PODAS DRÁSTICAS E CORTES DE ÁRVORES TOMAM A CIDADE DE SALVADOR

Nos últimos dias, os Canteiros Coletivos têm sido citados em comentários das redes sociais sobre cortes e podas drásticas de árvores na cidade de Salvador. Não se sabe bem qual foi o critério para a Prefeitura realizar ações como essa – geralmente o argumento é de que há pragas e doenças nas plantas -, mas já há denúncias de cortes programados na Barra, outros já feitos na Ladeira da Montanha. Há também comentários penosos sobre cortes e podas na Ribeira, e também foram feitas podas radicais no bairro Dois de Julho.

Chama a atenção uma imagem um tanto desastrosa na Avenida Contorno – que pôde ser conferida na caminhada da Lavagem do Bonfim -, de diversos morros cobertos por tapetes de grama seca, colocadas de qualquer jeito. Nas fotos abaixo é possível observar que a vegetação rasteira presente no morro nem ao menos foi retirada para a colocação da grama (o mato vaza dos buracos do tapete), e que todo esse material provavelmente ficará inutilizado, pois além da falta de cuidado na colocação, não há sistema de irrigação que o faça vencer o sol forte do verão da capital baiana. Parece, inclusive, não ser a grama ideal para esse local e clima.

Talvez a palavra “denúncia” seja a melhor forma para definir as manifestações de desespero dos internautas, já que em nenhum momento se falou em consulta pública para iniciar uma ação que provocaria tamanho impacto na vida dos soteropolitanos.

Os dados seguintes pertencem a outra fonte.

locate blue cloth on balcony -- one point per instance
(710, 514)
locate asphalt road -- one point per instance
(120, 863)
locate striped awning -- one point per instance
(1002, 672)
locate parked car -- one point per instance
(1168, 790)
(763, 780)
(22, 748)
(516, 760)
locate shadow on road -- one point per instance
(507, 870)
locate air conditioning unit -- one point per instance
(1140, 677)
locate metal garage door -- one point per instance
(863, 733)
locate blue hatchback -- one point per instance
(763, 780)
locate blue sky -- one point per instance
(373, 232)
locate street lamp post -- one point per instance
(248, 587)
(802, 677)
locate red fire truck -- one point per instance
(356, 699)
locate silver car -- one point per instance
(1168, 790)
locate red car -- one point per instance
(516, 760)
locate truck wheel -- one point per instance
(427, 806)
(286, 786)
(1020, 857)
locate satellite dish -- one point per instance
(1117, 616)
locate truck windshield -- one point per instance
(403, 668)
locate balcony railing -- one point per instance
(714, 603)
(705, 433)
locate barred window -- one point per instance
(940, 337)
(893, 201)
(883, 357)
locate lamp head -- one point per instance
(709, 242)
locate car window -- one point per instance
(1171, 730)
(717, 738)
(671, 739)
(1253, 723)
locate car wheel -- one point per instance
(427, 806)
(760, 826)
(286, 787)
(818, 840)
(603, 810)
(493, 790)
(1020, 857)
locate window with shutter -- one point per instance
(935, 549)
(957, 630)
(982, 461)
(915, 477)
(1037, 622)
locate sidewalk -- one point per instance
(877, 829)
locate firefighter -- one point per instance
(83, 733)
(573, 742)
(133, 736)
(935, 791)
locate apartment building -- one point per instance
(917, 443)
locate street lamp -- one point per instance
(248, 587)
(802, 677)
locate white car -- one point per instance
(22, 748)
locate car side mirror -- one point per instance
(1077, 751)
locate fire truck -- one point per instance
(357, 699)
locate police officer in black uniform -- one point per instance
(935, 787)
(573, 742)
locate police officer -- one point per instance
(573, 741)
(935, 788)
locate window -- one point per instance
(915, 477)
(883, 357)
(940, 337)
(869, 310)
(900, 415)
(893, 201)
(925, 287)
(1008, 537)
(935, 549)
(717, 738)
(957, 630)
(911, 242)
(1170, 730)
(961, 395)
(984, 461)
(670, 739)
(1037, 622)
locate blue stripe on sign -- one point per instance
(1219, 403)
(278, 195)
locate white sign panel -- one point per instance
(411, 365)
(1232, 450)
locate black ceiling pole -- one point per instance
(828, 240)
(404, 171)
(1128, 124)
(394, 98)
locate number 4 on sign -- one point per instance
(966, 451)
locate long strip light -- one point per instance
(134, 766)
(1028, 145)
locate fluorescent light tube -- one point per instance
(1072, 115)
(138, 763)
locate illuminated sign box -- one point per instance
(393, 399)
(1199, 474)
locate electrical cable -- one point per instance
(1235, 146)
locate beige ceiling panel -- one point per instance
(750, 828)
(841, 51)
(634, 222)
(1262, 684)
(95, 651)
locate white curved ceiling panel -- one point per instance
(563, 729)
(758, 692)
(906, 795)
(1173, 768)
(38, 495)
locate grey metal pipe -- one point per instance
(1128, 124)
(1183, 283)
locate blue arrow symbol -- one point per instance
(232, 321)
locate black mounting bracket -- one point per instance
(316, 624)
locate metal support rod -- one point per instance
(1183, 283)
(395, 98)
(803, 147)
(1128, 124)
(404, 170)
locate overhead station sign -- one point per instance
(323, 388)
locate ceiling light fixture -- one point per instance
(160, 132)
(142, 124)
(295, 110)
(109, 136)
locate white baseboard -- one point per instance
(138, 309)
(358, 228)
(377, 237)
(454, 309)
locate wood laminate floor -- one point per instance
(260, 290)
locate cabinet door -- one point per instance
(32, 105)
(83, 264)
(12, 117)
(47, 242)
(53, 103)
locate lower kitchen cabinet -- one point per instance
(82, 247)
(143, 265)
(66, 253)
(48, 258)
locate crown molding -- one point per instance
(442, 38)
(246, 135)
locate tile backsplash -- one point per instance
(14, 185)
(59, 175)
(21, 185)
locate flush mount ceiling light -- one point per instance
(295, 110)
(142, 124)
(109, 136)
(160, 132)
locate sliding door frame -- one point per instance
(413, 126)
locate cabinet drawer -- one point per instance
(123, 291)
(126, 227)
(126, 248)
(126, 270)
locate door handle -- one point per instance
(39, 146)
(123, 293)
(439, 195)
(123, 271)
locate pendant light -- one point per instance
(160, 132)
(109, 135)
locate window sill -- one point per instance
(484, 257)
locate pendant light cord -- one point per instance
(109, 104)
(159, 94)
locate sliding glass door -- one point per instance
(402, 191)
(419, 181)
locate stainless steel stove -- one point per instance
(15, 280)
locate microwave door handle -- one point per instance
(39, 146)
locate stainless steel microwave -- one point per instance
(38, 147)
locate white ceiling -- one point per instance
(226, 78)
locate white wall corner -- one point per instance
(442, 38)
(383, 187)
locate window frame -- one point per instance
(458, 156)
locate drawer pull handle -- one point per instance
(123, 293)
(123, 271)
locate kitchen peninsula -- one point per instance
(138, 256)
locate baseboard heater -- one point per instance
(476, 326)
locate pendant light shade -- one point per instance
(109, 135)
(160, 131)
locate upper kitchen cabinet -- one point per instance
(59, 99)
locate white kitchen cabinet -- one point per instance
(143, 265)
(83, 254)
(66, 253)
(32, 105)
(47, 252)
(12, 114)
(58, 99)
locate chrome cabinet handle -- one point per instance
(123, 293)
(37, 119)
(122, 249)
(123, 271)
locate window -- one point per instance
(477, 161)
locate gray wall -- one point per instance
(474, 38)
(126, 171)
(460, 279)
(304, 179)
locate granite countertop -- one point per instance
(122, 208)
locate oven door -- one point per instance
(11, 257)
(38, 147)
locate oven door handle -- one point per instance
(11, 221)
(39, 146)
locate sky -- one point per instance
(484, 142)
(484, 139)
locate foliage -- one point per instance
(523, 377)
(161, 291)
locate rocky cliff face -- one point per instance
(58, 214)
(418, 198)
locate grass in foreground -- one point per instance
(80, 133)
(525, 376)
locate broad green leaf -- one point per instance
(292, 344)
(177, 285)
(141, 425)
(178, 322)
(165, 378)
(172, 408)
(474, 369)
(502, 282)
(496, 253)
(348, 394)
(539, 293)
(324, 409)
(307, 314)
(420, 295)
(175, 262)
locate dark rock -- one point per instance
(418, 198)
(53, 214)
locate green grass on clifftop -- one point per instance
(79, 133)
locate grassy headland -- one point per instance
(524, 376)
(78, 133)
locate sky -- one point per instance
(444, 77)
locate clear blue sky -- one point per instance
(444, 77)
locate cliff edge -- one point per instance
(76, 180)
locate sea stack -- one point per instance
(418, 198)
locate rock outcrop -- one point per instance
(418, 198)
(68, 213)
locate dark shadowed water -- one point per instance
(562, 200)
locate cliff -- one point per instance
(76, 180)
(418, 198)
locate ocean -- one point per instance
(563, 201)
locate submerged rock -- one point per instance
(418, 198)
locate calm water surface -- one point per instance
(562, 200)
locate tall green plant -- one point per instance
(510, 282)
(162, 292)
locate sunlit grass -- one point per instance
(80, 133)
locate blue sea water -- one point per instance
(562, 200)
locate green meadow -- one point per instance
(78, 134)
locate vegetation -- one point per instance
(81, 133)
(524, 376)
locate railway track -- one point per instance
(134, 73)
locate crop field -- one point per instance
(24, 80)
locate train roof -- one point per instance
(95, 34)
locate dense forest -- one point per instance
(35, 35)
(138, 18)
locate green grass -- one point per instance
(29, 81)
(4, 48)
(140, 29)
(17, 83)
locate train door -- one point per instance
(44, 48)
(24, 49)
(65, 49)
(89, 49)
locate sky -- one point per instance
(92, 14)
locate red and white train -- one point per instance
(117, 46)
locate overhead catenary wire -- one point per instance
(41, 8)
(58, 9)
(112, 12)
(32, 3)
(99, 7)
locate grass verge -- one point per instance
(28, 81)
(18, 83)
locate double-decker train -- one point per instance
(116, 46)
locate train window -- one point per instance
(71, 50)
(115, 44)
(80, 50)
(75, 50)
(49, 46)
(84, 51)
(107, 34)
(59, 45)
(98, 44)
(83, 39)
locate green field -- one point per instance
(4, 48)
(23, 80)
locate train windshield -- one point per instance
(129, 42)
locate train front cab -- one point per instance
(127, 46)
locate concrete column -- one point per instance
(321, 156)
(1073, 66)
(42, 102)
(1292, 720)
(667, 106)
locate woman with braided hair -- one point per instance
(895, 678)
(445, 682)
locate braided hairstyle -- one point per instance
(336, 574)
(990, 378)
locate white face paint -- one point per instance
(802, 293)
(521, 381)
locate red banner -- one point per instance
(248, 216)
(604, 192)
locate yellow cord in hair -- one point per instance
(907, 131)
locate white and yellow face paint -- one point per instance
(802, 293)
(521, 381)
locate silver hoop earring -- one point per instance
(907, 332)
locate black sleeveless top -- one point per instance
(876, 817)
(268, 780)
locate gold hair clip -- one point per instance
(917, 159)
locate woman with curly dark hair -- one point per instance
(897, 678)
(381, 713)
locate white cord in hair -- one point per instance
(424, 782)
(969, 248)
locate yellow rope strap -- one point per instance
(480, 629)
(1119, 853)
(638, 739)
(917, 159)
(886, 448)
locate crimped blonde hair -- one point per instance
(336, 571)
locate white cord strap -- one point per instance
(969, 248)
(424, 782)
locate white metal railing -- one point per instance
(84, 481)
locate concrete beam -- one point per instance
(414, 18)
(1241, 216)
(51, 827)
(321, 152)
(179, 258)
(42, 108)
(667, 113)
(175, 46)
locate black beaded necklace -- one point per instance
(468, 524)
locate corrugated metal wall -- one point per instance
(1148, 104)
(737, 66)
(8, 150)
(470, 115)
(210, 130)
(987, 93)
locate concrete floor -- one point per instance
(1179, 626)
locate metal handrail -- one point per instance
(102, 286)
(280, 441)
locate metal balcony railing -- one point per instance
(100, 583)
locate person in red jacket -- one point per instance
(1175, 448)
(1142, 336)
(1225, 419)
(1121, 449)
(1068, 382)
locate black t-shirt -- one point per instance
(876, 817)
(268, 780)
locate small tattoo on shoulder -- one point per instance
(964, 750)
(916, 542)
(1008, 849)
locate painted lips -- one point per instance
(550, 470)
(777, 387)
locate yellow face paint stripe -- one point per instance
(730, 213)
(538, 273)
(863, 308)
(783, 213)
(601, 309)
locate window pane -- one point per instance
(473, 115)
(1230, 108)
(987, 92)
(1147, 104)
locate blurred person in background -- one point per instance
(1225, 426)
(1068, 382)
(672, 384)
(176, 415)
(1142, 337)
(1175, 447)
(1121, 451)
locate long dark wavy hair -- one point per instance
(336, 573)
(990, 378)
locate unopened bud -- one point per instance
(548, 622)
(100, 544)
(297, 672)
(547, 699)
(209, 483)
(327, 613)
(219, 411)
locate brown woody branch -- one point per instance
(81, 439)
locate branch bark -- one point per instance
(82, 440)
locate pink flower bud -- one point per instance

Embora as podas já tenham sido definidas, até agora não foi aberta nenhuma discussão para a elaboração de um Plano de Arborização Urbana na cidade de Salvador.

Será que vamos seguir com o descaso apresentado nas recentes obras da Avenida Vasco da Gama, que retiraram árvores históricas para fazer calçamento, ou das obras da Avenida Paralela, que derrubaram áreas de preservação para construir condomínios de luxo, ou do Cabula, que perdeu também uma reserva florestal para a construção de um conjugado condomínio – shopping e cujos moradores se arrepiam só de pensar no quão ainda pior pode ficar o conhecido e caótico trânsito do bairro?

O movimento Canteiros Coletivos não foi criado para fazer petições, nem denúncias, nem correr atrás do Ministério Público. Sua função é fornecer tecnologias sociais a comunidades para que elas mesmas se sintam gestoras de suas ruas e, claro, para que se fortaleçam politicamente através de articulações entre lideranças de bairro, empresas privadas e prefeitura, afim de pensar conjuntamente em melhorias e projetos.  Mas faz parte da filosofia dos Canteiros compartilhar as angústias que rondam os moradores da cidade. Há sim desânimo e insatisfação com a gestão de nossas áreas verdes. Afinal, como moradores e como prefeitura, o que podemos fazer para melhorar essa situação? Vamos seguir tristes e passivos? Vamos exigir consultas públicas para cada decisão tomada pela prefeitura? Vamos pressionar a elaboração democrática e urgente do Plano de Arborização Urbana? Fica a reflexão.